Moore believes that despite evidence that index annuities do not meet the definition of securities, the goal of the potential new regulation is to protect consumers from unscrupulous agents or poor industry conduct in marketing and selling them. While she said that there are ways to address valid concerns, she believes labeling index annuities as securities is not the answer.

“I do think that additional training is necessary in order to sell these products because the crediting mechanisms on them are obviously more difficult (to explain) than on a traditional fixed product,” she said. “But I don’t believe that throwing prospectuses at the issue is the answer. I can tell you right now, I don’t know a single consumer who has read through an entire prospectus.”

Moore said that the state of Iowa has developed a plan of action that could be implemented by the rest of the country: As of Jan. 1, 2008, the Iowa Insurance Division requires anyone wishing to sell fixed index life or annuity products to complete a four-credit training course that would follow continuing education guidelines.

What now?
It’s important, said Moore, for agents to remember that it is still early in the process and is no time to panic.

“I definitely wouldn’t go out there and drop your license because of this, and certainly I wouldn’t make the decision to go out and get additional licensure just because of this decision,” she said.

“Because of the fact that they’re not making this decision retroactive, there’s not cause for concern in that regard. Just continue to do your best due diligence and make sure you’re always informing the client of everything you need to disclose and make sure you’re always making a suitable suggestion and sale to the consumer, and you won’t need to be concerned.”

Perhaps the most important course of action is the one most experts advocate: Taking advantage of the SEC’s comment period regarding the proposed rule. Edwards believes that the industry should come out in full force to express the opinion that index annuities should not be treated as securities.

“There should be 20,000 responses at that Web site voicing their opinion on this topic,” he said.

According to SEC spokesman John Heine, an outpouring of comments from the industry would be welcomed by the agency.

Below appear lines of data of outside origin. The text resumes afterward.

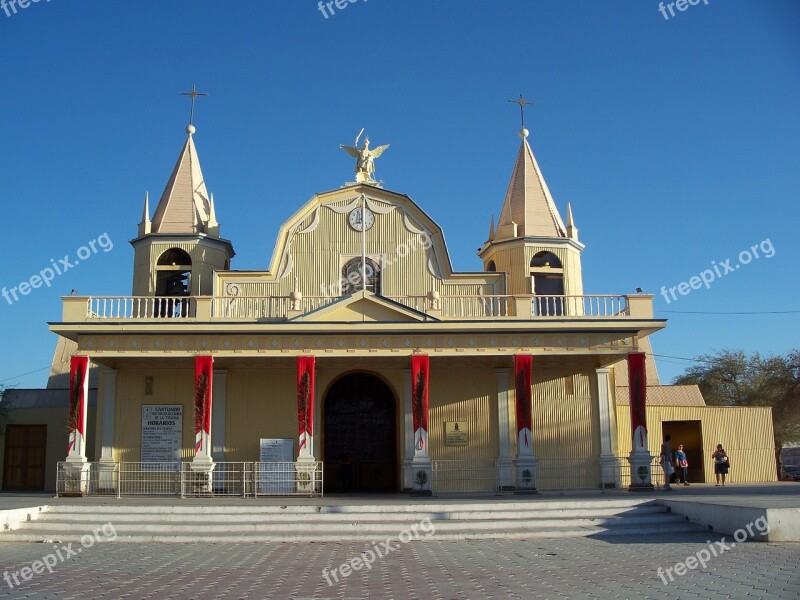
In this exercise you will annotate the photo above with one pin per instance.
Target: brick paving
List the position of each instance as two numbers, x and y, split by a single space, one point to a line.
611 567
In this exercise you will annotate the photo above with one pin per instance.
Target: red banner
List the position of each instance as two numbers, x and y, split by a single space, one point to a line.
203 372
420 368
523 366
78 390
637 380
305 398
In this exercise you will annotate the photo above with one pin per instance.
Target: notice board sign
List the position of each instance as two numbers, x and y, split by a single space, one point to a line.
162 434
455 433
276 468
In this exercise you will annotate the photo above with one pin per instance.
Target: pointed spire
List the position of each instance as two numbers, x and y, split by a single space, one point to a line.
145 225
528 208
572 231
213 225
184 206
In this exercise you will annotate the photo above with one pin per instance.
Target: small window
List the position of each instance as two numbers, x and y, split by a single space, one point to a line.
545 260
352 277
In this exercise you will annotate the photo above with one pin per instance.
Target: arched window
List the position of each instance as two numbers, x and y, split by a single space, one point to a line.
173 279
547 279
352 278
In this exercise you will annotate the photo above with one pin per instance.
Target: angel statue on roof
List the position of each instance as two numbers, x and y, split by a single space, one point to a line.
365 157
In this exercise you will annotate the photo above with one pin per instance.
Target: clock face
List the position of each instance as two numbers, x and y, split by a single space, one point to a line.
355 219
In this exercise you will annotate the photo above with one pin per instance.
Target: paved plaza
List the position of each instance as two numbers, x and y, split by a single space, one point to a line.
617 567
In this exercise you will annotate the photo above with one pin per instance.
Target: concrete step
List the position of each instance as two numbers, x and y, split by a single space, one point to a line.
249 522
350 525
123 515
244 507
291 536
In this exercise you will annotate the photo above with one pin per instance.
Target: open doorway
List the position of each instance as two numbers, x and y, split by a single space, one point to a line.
690 434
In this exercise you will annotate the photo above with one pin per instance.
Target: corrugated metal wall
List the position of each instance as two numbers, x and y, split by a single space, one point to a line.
564 425
463 394
260 403
317 257
170 386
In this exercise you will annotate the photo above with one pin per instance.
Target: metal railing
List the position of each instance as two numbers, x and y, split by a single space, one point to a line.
287 479
465 476
187 480
559 474
141 307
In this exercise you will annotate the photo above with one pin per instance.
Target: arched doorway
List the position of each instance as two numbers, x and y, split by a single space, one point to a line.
359 426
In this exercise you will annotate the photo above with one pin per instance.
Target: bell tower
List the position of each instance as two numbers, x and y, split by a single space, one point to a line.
177 252
531 244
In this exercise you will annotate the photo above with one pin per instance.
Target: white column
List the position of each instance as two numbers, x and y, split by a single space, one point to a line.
505 464
408 433
106 466
109 415
220 386
608 462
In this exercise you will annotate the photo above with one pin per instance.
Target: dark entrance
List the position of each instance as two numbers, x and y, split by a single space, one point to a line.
690 434
360 436
26 449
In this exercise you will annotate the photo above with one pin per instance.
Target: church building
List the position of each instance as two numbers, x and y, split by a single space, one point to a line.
365 361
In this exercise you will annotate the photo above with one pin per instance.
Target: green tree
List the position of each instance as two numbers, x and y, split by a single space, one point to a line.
732 378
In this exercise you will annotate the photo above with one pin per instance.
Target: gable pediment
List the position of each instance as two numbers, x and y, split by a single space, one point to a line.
364 306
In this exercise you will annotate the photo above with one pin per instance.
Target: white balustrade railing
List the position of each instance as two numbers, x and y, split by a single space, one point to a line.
579 306
141 307
250 307
278 308
476 307
182 479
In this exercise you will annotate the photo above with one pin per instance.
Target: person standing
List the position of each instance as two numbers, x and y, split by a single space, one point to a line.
721 464
666 462
682 464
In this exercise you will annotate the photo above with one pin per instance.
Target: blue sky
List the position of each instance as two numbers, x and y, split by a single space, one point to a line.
675 140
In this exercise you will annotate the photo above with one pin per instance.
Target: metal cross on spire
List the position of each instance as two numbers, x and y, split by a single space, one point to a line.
193 94
522 104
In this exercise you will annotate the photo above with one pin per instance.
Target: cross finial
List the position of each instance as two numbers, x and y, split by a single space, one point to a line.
193 94
522 104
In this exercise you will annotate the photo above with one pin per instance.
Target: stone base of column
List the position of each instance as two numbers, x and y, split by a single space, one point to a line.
199 478
641 478
408 477
75 477
107 476
505 474
421 475
307 476
609 473
525 475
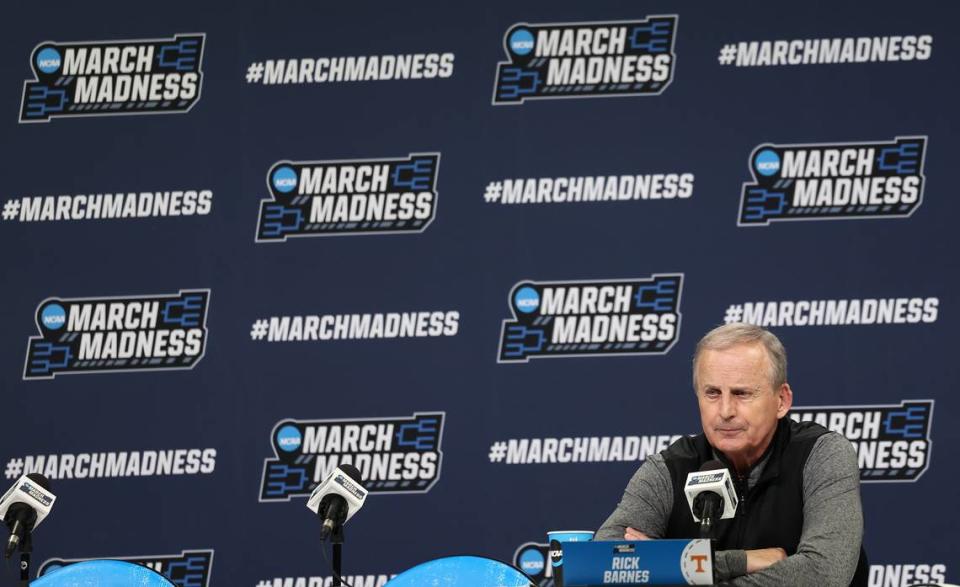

“In all its rule-making, the SEC reads comments from the public with great interest,” he said.

Anyone interested in the topic is free to comment, and after the comment period ends on Sept. 10, the SEC’s staff will review them and prepare recommendations for further actions.

In addition, Edwards encourages all producers to contact their senators, representatives, and state insurance departments to voice their opinion on this matter.

What’s next?
It might be too early in the process to accurately forecast a conclusion, but experts have different levels of confidence on a positive resolution for the industry. O’Brien, for example, remains optimistic.

“Because I’m a positive person, I see it going in a positive direction,” she said. “In the end, we will have good clarity and good opportunities for the right products in this market for independent insurance agents.”

While Edwards would like to be optimistic about the outcome, he said it will depend on how the industry responds to this latest challenge.

“If we don’t get serious about this as an industry, and if our voices aren’t heard and we don’t make as loud a noise on this issue as possible, we may simply lose the product line because we failed to act,” he said.